El fiscal Gastón Ávila, quien investiga el triple crimen de Ibarlucea, ratificó que la principal hipótesis del caso es una disputa por el tráfico de estupefacientes. A esa conclusión llegó al evaluar los primeros indicios que presenta la causa y corroborar que las dos víctimas adultas del atentado, eran investigados por la Justicia Federal como parte de una organización en la que se encargarían del comercio a mediana escala.
El triple crimen ocurrió alrededor de las cuatro de la madrugada del sábado cuando Maximiliano Giménez, su pareja Erica Romera, y la hija de ambos, Elena, de un año y ocho meses, se retiraban de la fiesta que se realizaba en el country "Campos de Ibarlucea".

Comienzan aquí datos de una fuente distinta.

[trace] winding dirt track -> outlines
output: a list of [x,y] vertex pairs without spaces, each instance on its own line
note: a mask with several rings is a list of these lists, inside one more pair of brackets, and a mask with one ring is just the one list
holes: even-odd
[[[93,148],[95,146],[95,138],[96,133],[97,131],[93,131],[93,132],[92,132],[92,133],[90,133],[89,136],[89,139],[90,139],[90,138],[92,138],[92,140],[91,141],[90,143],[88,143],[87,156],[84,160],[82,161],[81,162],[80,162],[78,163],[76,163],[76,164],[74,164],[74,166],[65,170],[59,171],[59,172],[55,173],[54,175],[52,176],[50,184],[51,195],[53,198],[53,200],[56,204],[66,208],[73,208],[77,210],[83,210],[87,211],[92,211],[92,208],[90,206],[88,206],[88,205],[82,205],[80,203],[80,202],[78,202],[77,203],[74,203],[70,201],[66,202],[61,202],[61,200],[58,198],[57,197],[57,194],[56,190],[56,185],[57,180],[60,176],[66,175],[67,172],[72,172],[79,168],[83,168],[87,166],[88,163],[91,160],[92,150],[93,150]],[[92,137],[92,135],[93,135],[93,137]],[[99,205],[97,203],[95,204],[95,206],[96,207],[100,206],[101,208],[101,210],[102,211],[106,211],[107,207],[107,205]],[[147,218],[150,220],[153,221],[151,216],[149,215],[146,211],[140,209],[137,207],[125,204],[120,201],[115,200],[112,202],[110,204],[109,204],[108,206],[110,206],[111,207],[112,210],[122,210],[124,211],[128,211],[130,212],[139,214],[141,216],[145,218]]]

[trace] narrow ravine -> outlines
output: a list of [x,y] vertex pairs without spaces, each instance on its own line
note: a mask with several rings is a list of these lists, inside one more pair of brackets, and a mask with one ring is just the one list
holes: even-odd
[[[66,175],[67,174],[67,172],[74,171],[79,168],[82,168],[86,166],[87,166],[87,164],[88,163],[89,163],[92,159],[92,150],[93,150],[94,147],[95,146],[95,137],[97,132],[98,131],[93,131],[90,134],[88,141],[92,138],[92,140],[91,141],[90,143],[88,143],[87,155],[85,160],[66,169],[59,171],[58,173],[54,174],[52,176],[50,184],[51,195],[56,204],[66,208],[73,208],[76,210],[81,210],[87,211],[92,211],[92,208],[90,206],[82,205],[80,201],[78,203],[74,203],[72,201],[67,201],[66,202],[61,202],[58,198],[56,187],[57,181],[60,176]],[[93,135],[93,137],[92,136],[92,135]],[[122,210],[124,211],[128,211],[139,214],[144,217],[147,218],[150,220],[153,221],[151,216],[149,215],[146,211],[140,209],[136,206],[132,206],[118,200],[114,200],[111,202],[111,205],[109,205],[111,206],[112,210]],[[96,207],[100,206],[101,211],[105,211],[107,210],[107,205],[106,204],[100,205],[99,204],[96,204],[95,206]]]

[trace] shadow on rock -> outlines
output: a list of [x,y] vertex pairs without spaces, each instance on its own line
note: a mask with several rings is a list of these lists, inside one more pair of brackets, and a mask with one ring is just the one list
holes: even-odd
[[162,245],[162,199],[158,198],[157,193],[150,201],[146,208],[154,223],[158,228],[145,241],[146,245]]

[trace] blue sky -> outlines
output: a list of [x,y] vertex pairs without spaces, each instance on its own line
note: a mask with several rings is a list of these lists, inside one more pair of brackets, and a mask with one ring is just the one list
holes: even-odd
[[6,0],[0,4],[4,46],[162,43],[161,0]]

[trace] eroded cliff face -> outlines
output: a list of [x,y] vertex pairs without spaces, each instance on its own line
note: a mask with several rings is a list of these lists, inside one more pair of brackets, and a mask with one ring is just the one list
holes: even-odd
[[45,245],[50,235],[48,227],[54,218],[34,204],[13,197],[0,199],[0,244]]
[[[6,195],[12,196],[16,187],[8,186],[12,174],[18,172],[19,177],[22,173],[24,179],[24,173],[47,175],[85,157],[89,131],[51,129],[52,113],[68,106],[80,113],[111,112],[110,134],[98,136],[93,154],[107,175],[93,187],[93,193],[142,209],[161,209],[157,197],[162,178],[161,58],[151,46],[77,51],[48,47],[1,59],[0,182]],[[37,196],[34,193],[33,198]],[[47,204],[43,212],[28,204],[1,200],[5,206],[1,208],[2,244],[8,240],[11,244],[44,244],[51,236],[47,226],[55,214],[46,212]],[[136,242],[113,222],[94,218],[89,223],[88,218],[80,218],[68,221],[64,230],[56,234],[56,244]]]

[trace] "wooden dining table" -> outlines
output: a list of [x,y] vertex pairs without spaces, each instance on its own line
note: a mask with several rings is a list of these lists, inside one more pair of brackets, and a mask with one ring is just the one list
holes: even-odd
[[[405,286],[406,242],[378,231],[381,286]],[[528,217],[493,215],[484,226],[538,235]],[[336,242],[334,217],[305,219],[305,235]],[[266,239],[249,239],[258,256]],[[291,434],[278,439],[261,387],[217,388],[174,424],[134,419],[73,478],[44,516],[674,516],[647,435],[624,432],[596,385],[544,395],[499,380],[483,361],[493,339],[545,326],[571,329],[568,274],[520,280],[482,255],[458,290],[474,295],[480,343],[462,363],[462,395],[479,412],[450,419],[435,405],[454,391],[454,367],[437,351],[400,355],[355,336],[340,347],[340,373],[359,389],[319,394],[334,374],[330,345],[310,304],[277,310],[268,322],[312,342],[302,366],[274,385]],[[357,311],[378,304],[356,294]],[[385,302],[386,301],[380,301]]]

"El Audi TT tomó la autopista Rosario-Santa Fe para regresar a Rosario. Ahí es donde una camioneta los embosca en primera oportunidad. Vuelve a toda velocidad para el salón para buscar refugio y quiere ingresar al salón, pero queda encajado en una zanja en ese tramo. Ahí desde la camioneta se efectúan muchas detonaciones, más de veinte, y se da a la fuga. Esto fue frente al salón, porque el auto quedó en la banquina de enfrente", explicó el fiscal.
Según afirmó el fiscal un asistente que estaba borracho quiso colaborar llevando a la mujer ya muerta al hospital, pero se equivocó de camino, vio un móvil policial que creyó que lo perseguía y por ese motivo se desvió y prendió fuego el vehículo con el cuerpo adentro.